Rousseau wrote The Social Contract during the early 1760s, when he was living at Montlouis, near Paris; he had moved there after quarreling, as was his wont, with friends who had provided him with a much more comfortable place to work at the Hermitage. The book was condemned by the parliament of Paris and attacked by Voltaire, who was himself a rebel but not a political one, and its publication led to Rousseau’s exile from France for several years. The book, which is short, like most of his works, was published in 1762. Its brevity is, however, misleading. No one wrote with greater swiftness than did Rousseau. He is able to cover in fifty pages what others had required volumes to treat.

With his accustomed directness, Rousseau tells us in his first sentence what his book is about and what he intends to do in it. “I mean to inquire if,” he says, “in the civil order, there can be any sure and legitimate rule of administration, men being taken as they are and laws as they might be.” Or, to put it another way, as Rousseau does a few lines later, in some of the most famous words ever written in the field of political thought:

Man is born free; and everywhere he is in chains. One thinks himself the master of others, and still remains a greater slave than they. How did this change come about? I do not know. What can make it legitimate? That question I think I can answer.

Simply as an example of good prose, how could that be improved upon?
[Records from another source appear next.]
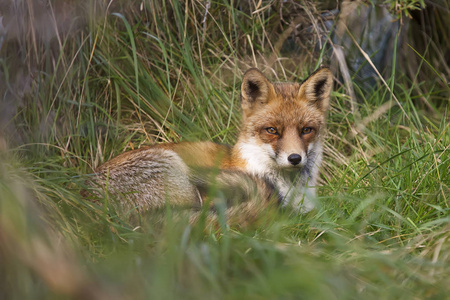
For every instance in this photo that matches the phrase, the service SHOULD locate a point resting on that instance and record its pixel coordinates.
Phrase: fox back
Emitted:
(277, 154)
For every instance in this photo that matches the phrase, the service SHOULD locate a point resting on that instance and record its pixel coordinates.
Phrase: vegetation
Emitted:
(130, 73)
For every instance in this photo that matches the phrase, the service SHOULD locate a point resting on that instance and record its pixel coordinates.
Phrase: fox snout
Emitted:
(295, 159)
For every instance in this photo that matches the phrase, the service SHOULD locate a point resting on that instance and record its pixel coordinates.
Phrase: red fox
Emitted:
(277, 154)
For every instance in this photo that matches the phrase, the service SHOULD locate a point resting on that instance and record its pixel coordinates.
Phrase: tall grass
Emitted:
(159, 71)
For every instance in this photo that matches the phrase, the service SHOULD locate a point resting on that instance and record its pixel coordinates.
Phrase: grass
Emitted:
(170, 71)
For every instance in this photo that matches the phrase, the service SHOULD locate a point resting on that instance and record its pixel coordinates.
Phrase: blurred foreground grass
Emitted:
(170, 71)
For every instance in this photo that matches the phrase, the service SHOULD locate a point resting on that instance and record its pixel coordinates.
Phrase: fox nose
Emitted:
(294, 159)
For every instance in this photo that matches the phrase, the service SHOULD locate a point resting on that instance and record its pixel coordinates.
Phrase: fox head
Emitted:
(282, 122)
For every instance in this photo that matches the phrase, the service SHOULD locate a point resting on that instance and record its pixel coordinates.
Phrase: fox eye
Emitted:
(272, 130)
(306, 130)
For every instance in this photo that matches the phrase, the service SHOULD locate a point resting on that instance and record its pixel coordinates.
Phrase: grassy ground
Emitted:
(171, 71)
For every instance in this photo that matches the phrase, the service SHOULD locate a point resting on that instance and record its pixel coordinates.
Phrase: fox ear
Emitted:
(317, 88)
(256, 91)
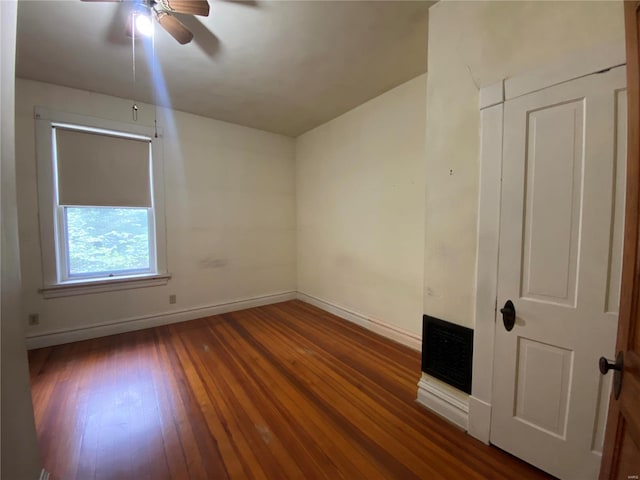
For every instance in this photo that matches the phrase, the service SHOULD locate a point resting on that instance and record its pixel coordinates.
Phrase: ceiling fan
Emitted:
(163, 11)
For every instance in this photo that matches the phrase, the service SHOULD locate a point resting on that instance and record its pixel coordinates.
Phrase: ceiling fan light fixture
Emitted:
(143, 24)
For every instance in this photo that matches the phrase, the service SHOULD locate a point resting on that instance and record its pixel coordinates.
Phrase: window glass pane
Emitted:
(107, 240)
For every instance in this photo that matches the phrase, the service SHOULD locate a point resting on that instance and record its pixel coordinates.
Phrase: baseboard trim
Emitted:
(401, 336)
(440, 401)
(479, 419)
(59, 337)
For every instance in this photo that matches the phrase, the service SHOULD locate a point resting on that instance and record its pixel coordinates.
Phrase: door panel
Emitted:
(559, 250)
(552, 202)
(542, 394)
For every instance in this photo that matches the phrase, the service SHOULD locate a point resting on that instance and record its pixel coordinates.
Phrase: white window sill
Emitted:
(83, 287)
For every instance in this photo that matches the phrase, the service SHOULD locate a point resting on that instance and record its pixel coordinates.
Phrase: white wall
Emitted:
(473, 44)
(19, 457)
(230, 203)
(360, 208)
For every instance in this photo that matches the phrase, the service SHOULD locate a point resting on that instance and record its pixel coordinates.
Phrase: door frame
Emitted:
(491, 99)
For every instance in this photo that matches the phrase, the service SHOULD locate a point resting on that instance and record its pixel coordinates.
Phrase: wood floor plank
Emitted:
(285, 391)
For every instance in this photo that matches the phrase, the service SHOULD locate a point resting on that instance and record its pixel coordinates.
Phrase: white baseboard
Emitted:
(479, 419)
(405, 338)
(448, 406)
(59, 337)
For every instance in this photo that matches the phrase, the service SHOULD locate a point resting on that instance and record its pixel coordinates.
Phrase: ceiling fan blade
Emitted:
(190, 7)
(175, 27)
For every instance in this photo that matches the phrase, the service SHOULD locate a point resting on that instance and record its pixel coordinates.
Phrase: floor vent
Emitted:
(447, 352)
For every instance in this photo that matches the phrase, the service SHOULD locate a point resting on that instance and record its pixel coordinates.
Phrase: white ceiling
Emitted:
(280, 66)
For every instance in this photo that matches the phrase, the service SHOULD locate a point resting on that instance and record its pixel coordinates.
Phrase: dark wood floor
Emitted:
(277, 392)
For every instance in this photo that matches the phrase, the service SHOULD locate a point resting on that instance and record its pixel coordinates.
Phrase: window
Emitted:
(101, 204)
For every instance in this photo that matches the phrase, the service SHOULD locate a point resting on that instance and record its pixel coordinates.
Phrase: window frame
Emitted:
(56, 279)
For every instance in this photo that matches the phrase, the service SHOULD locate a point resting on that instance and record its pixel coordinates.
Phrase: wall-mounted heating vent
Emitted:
(447, 352)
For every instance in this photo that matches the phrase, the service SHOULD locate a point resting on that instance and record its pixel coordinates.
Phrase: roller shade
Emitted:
(102, 170)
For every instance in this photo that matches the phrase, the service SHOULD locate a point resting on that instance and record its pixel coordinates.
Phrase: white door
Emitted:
(560, 258)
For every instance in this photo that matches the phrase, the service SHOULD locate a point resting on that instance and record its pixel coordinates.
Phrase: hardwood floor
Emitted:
(276, 392)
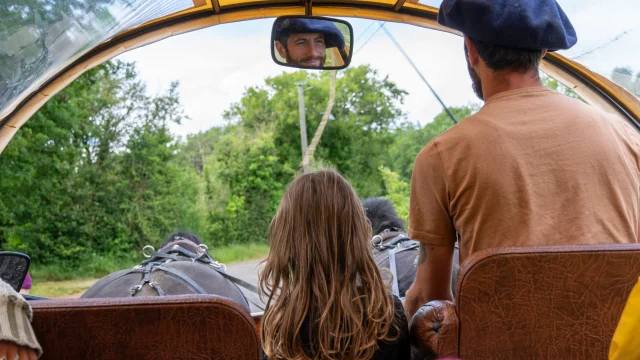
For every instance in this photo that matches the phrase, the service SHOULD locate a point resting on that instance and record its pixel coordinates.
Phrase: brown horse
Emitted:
(181, 266)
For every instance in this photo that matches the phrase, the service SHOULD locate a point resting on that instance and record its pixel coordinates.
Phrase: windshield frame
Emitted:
(614, 99)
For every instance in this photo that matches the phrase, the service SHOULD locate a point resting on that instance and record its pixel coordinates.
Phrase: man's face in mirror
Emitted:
(305, 50)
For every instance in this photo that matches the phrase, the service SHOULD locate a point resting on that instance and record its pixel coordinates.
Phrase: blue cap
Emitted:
(332, 35)
(526, 24)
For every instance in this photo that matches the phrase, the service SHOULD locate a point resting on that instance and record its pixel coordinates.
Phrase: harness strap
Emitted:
(146, 279)
(182, 276)
(394, 271)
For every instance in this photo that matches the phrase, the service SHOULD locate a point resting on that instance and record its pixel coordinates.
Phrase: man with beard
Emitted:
(532, 167)
(303, 42)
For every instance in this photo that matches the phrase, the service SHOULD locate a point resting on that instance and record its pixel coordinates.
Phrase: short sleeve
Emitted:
(430, 221)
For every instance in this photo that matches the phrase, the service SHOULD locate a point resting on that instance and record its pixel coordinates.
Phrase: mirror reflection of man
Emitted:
(303, 42)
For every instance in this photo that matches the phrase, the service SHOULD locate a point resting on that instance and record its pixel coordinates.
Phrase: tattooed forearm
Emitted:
(422, 257)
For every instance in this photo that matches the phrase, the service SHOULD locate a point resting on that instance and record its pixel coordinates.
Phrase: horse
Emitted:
(392, 248)
(181, 266)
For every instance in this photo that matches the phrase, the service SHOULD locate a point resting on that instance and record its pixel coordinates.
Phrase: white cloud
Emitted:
(216, 65)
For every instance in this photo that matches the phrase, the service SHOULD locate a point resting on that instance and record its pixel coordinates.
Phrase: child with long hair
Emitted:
(326, 298)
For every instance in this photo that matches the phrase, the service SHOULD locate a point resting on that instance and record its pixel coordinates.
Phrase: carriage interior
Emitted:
(549, 302)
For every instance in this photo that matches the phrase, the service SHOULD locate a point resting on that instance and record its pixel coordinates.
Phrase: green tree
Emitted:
(247, 165)
(411, 138)
(94, 171)
(366, 111)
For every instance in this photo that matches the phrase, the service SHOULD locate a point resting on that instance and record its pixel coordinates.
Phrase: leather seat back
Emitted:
(170, 327)
(544, 302)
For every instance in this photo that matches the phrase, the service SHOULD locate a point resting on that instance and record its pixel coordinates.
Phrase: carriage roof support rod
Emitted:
(455, 121)
(307, 7)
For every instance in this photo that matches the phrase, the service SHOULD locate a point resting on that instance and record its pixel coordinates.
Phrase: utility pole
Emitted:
(303, 123)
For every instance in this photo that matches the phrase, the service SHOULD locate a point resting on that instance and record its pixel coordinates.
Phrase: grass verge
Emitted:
(239, 253)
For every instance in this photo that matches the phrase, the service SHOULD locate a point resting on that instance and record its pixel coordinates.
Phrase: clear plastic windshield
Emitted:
(39, 37)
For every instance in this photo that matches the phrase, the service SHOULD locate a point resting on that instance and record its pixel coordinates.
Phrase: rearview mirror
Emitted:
(13, 268)
(308, 42)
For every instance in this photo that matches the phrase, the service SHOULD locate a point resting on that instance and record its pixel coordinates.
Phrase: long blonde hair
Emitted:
(325, 296)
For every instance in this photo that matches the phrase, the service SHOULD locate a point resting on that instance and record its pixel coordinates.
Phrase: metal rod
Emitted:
(303, 122)
(455, 121)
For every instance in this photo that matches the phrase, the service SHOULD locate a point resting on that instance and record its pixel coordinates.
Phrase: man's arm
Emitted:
(430, 223)
(433, 278)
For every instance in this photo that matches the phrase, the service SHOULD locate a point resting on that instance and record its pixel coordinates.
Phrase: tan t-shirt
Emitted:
(532, 167)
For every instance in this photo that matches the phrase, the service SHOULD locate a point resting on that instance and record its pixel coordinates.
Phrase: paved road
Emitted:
(248, 271)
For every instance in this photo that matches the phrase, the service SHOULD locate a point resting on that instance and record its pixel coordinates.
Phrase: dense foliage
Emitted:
(97, 172)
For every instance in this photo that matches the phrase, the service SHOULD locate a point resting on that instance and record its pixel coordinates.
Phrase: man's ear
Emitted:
(472, 52)
(281, 49)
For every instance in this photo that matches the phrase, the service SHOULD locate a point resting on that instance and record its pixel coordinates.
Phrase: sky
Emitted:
(216, 65)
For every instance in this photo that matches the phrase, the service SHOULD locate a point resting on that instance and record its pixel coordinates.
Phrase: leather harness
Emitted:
(176, 252)
(394, 241)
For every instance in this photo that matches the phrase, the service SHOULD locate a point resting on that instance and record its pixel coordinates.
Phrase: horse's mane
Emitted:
(382, 215)
(181, 236)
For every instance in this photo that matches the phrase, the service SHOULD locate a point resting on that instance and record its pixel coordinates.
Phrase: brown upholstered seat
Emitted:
(171, 327)
(531, 303)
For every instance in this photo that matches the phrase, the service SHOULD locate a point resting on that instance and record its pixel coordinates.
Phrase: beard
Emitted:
(301, 61)
(476, 82)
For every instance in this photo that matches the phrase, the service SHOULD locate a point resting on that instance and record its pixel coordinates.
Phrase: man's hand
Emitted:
(11, 351)
(433, 278)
One does not read The Social Contract only for its prose style. Rousseau is concerned to ask the great question of political theory and to give a most interesting answer to it. He supposes mankind at a point in its development when the primitive state of nature is no longer sufficient—if, indeed, it ever was—for the satisfaction of its needs. What is required, now, is some kind of aggregated action; men can do together what none can do alone. The problem, however, is to attain the goods of association without giving up all other goods. As Rousseau states it:

The problem is to find a form of association which will defend and protect with the whole common force the person and goods of each associate, and in which each, while uniting himself with all, may still obey himself alone, and remain as free as before.

This, he adds, is the fundamental problem of which The Social Contract provides the solution.

For Rousseau, the solution lies in the totality of the gift, on the part of all members of the community—all without exception—of their individual power and liberty. The clauses of this contract, he writes, “may be reduced to one—the total alienation of each associate, together with all his rights, to the whole community.” This concept is essential because “each man, in giving himself to all, gives himself to nobody.” He gains as much as he loses; indeed he gains more, for now he enjoys the combined power of the community, where before he was limited by the narrow extent of his own strength.

HENRY FIELDING

1707–1754

Tom Jones

Henry Fielding suffered much in his life and lived among persons who suffered even more than he. But he hardly ever lost his composure and his cheerfulness, and he spent all of his free time, money, and strength in helping others. The poor of London thought of him as a saint. He was also a great novelist.

Born in 1707 into a noble family tracing its lineage to the Hapsburgs, Fielding spent his youth as such a young man should, attending Eton—where he first learned to love literature—and chasing after pretty girls. When he was twenty-one, however, he learned the melancholy news that his father was no longer able to pay him an allowance. From then on, Fielding was entirely dependent on his own resources.

He resolved to become a writer and in a period of some ten years produced twenty-five mocking comedies for the stage, which gave him a very modest income. But the last of these plays mercilessly satirized the then prime minister, a Whig, who pushed a law through Parliament—in 1737—requiring the licensing of plays. Fielding’s dramatic career thus came to an end. He studied law and tried to make a living as a barrister, but without much success. In 1742 he reached the nadir. His daughter was dying, his wife was very ill, he himself was suffering acutely from gout, and he had no money. In despair, he tried his hand at still another kind of writing and produced Joseph Andrews.